Clinical/Scientific Implications

  • Overall, this study represents an important investigation of potential treatment for a group of patients with few treatment options and overall poor prognosis.
  • There are several concerns about the design of this trial which confound its interpretation:
    • There was no control arm; rather the 6-month PFS rate was compared to historical controls. This is problematic insofar as this was a small study and there was wide variability in the extent of surgical resection, which we know has a profound impact on PFS in GBM patients. Therefore, a control group is important, even if control patients receive placebo rather than TMZ.
    • The primary endpoint of 6 month PFS is not ideal, because it is often difficult to differentiate progression from pseudo-progression in the months following chemoradiation. The endpoint was justified by the authors as a conservative one intended to get some signal of activity.

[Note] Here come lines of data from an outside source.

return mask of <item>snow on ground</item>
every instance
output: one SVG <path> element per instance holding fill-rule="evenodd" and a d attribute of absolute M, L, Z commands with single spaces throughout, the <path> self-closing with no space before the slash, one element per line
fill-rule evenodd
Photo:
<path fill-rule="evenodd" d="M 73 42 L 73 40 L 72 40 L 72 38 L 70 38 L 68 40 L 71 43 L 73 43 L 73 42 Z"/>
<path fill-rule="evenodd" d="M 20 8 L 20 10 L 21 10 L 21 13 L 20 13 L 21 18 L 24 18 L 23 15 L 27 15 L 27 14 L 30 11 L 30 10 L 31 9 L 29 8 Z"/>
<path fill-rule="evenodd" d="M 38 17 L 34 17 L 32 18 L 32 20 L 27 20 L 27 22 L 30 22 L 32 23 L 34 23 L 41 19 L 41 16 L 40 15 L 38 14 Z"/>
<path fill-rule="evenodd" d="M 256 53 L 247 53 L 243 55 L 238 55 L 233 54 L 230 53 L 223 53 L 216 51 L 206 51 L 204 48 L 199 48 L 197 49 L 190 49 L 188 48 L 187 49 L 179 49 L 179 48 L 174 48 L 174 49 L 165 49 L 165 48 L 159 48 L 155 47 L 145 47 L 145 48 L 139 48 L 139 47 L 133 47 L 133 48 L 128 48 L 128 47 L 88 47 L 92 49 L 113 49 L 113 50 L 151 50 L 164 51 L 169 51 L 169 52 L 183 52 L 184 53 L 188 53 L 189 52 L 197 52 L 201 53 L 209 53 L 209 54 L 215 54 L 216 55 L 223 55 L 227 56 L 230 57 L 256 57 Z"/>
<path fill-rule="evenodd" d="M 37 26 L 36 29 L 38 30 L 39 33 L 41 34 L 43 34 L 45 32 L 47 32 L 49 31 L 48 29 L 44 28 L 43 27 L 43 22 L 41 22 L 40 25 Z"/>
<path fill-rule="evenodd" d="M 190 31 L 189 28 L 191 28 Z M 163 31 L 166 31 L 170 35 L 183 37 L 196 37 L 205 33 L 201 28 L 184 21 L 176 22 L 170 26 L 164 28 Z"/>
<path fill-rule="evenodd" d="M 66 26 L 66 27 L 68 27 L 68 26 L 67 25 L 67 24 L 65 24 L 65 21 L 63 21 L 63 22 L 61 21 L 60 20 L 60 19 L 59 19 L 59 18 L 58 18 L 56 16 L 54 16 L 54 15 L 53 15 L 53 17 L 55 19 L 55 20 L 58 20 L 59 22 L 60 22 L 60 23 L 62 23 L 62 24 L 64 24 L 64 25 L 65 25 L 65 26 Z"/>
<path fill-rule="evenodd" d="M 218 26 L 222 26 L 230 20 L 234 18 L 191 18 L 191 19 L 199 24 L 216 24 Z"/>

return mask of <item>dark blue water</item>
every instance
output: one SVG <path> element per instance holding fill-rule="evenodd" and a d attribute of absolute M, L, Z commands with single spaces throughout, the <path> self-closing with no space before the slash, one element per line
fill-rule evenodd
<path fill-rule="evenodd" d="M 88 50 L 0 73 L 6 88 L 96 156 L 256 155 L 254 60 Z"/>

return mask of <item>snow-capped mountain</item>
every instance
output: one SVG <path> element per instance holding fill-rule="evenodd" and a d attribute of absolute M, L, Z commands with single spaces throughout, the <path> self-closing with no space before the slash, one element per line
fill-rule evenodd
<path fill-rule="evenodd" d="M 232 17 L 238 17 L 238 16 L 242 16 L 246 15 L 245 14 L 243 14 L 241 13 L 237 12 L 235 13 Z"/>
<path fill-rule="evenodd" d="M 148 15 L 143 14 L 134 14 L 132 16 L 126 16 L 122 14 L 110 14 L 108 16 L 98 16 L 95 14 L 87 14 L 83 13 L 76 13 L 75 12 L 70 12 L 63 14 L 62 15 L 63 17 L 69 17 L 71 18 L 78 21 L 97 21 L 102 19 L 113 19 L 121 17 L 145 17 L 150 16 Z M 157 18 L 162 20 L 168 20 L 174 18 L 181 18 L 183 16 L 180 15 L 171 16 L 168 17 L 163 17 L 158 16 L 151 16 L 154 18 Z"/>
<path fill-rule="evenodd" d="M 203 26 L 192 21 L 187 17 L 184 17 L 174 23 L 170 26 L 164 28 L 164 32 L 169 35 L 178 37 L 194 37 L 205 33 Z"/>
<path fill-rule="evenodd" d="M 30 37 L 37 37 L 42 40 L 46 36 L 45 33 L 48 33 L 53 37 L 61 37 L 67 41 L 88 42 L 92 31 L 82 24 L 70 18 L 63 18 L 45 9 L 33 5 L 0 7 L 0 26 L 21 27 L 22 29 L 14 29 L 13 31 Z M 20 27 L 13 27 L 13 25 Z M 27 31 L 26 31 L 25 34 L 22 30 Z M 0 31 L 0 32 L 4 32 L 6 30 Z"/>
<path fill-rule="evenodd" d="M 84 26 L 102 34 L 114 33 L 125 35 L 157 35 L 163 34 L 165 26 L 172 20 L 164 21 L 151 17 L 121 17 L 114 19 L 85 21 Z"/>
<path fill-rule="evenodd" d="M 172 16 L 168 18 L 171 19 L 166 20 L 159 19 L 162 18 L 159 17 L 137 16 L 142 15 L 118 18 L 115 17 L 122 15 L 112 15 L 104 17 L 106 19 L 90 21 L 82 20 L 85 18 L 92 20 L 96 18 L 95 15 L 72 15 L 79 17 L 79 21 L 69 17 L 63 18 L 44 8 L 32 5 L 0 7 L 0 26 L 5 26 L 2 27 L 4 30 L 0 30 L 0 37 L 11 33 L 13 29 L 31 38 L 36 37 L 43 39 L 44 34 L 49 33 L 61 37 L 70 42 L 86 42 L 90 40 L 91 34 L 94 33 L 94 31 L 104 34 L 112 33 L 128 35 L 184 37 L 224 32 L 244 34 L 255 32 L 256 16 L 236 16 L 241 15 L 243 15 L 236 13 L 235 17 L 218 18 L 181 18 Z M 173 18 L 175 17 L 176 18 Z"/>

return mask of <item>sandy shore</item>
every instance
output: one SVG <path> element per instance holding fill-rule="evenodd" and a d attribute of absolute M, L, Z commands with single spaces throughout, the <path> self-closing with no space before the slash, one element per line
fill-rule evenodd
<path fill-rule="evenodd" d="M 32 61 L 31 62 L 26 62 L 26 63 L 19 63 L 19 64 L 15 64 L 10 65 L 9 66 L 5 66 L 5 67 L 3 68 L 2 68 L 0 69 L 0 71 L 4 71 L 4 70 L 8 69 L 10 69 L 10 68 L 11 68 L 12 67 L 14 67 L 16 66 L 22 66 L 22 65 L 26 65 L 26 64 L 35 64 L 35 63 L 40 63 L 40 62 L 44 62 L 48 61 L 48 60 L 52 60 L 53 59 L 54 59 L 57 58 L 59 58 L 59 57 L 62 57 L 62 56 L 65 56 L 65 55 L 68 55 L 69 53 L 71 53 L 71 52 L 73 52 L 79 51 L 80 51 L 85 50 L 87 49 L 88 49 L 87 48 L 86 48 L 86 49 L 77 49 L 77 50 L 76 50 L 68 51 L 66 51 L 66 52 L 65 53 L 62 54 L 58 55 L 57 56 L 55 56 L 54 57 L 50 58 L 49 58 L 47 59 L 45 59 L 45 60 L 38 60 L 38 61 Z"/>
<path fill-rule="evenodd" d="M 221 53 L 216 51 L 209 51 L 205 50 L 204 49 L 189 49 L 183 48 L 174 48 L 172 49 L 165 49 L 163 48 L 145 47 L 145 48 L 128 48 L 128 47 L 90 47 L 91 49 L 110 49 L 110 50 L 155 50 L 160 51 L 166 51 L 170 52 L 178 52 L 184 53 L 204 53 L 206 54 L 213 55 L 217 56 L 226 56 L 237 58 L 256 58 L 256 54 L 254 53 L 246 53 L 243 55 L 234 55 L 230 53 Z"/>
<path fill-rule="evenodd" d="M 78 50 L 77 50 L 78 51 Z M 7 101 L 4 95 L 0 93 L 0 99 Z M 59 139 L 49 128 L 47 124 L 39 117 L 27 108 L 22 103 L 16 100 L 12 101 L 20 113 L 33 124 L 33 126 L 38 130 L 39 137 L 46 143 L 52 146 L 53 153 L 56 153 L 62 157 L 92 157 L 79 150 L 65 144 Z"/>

    • If the agent has no activity in the second-line setting for recurrent disease, is it ethical to test it as first line therapy? Based upon radiation biology and the potential activation of signaling pathways affected by this drug, it may be reasonable to consider this drug in the first-line setting with RT, despite its lack of efficacy as a single agent.
    • There was no molecular profiling to suggest PKC over-activation in the subset of GBM patients with unmethylated MGMT, so it is unclear whether this subset of patients represents a rational target population for this drug.
  • Enzastaurin may prove efficacious in the treatment of GBM patients, but there is a need for predictive biomarkers to define a subset of patients that is more likely to benefit from this agent.
  • There remains a great need for effective first-line therapeutics for patients diagnosed with GBM with unmethylated MGMT.